Allen unseren Verwandten und Bekannten bringen wir hiermit die traurige Nachricht, daß heute unser innigstgeliebter Gatte, Vater u. Schwiegervater, der ehrengeachtete
Herr Xaver Fellinger,
Ausnahmsbauer in Sollach,
nach längerem, schwerem Leiden, versehen mit den hl. Sterbsakramenten, im 74. Lebensjahre selig im Herrn verschieden ist. Um stilles Beileid bitten:
Sollach, Hunderdorf, Reibersdorf u. München, 4. Mai 1953
Die tieftrauernde Gattin Rosina Fellinger
nebst Kindern und Verwandtschaft.
Die Beerdigung mit darauffolgendem Gottesdienste findet am Montag, 7. Mai vorm. 8 1/2 Uhr in der Pfarrkirche zu Hunderdorf statt.
Quelle: Straubinger Tagblatt, 06.05.1923

Todes-Anzeige.
Nach Gottes hl. Willen verschied heute halb 4 Uhr Morgens nach kurzer Krankheit unsere geliebte Schwester, Schwägerin und Tante,
Fräulein Therese Hofmarksrichter,
Hauptlehrerin von Hunderdorf,
im 60. Lebensjahre wohl vorbereitet durch den Empfang der heil. Sterbsakramente.

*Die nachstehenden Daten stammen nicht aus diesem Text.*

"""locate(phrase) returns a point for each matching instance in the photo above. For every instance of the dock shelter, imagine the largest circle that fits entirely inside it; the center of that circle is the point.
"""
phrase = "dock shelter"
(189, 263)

STRAUBING den 12. Mai 1923.
Die tieftrauernden Geschwister u. Verwandten.
Beerdigung und Seelengottesdienst in Hunderdorf am Montag den 14. Mai vormittags 10 Uhr.
Quelle: Straubinger Tagblatt, 13.05.1923

Bogen, 18. Mai. (Neue Pfarrei.) Nach Erledigung aller Vorverhandlungen mit den maßgebenden Stellen  und Behörden wurde nun auch die angestrebte Errichtung der Pfarrei Bogen Tatsache. Die Marktgemeinde Bogen scheidet aus dem Verbande der kath. Pfarrei Bogenberg aus und bildet nunmehr die neue Pfarrei Bogen; die Dotation ist gebildet aus der bisherigen Benefiziumsstiftung sowie neueren Zustiftungen, die zu erweiternde St. Florianskirche dient als Pfarrkirche. Die Pfarrei Bogen wird vom Bischofe von Regensburg verliehen.

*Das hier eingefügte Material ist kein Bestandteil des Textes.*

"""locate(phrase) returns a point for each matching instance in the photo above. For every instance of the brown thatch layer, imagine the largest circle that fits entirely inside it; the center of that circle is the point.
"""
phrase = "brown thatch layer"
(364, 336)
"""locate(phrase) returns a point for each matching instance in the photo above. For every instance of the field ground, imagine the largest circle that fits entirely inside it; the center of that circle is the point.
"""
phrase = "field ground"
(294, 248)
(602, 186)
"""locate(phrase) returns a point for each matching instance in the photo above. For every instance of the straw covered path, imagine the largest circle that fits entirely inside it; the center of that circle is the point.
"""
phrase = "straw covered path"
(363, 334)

Quelle: Straubinger Tagblatt, 20.05.1923

Hunderdorf, 20. Mai. (Plötzlicher Tod.) Vergangenen Dienstag wurde die am Sonntag früh infolge Herzlähmung verstorbene, allseits beliebte und geachtete Bäuerin Franziska Poiger von Stetten zur letzten Ruhe bestattet. Welcher Wertschätzung sich die Verstorbene erfreute, bewies die überaus große Anteilnahme bei der Beerdigung. Denn noch nie hat dahier eine Leichenfeier unter so starker Beteiligung stattgefunden. Möge der Verblichenen, die stets ein warmes Herz für die Not der nächsten und eine offene Hand für die Armen hatte, die Erde leicht sein.

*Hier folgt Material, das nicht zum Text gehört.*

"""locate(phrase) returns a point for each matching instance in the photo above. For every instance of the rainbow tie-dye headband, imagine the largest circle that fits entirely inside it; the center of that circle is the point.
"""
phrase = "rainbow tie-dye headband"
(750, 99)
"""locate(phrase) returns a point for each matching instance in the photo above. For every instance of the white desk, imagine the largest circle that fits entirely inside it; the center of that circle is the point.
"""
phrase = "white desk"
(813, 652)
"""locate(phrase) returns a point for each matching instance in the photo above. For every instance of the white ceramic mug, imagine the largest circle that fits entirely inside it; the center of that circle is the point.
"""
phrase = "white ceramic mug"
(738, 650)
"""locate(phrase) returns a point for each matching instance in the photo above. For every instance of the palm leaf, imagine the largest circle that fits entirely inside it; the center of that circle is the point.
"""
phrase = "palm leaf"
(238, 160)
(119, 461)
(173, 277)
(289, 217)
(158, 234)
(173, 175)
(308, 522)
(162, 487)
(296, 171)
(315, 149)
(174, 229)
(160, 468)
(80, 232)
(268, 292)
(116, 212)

Quelle: Straubinger Tagblatt, 25.05.1923

Steinburg, 20. Mai. (Brand.) Am Mittwoch früh gegen 4 Uhr brach in der Berger’schen Brauerei Feuer aus. Der Brand entstand wahrscheinlich in der Malzdarre und wurde erst bemerkt, als der Dachstuhl bereits in hellen Flammen stand. Es gelang der Ortsfeuerwehr, den Brand sogleich niederzuschlagen, sonst wäre wohl das ganze Gebäude ein Raub der Flammen geworden. Da auch ein größerer Teil Gerste und Malz vernichtet wurde, erwächst Herrn Berger immerhin ein Schaden von mehreren Millionen Mark. Die Entstehungsursache ist bis heute noch nicht geklärt.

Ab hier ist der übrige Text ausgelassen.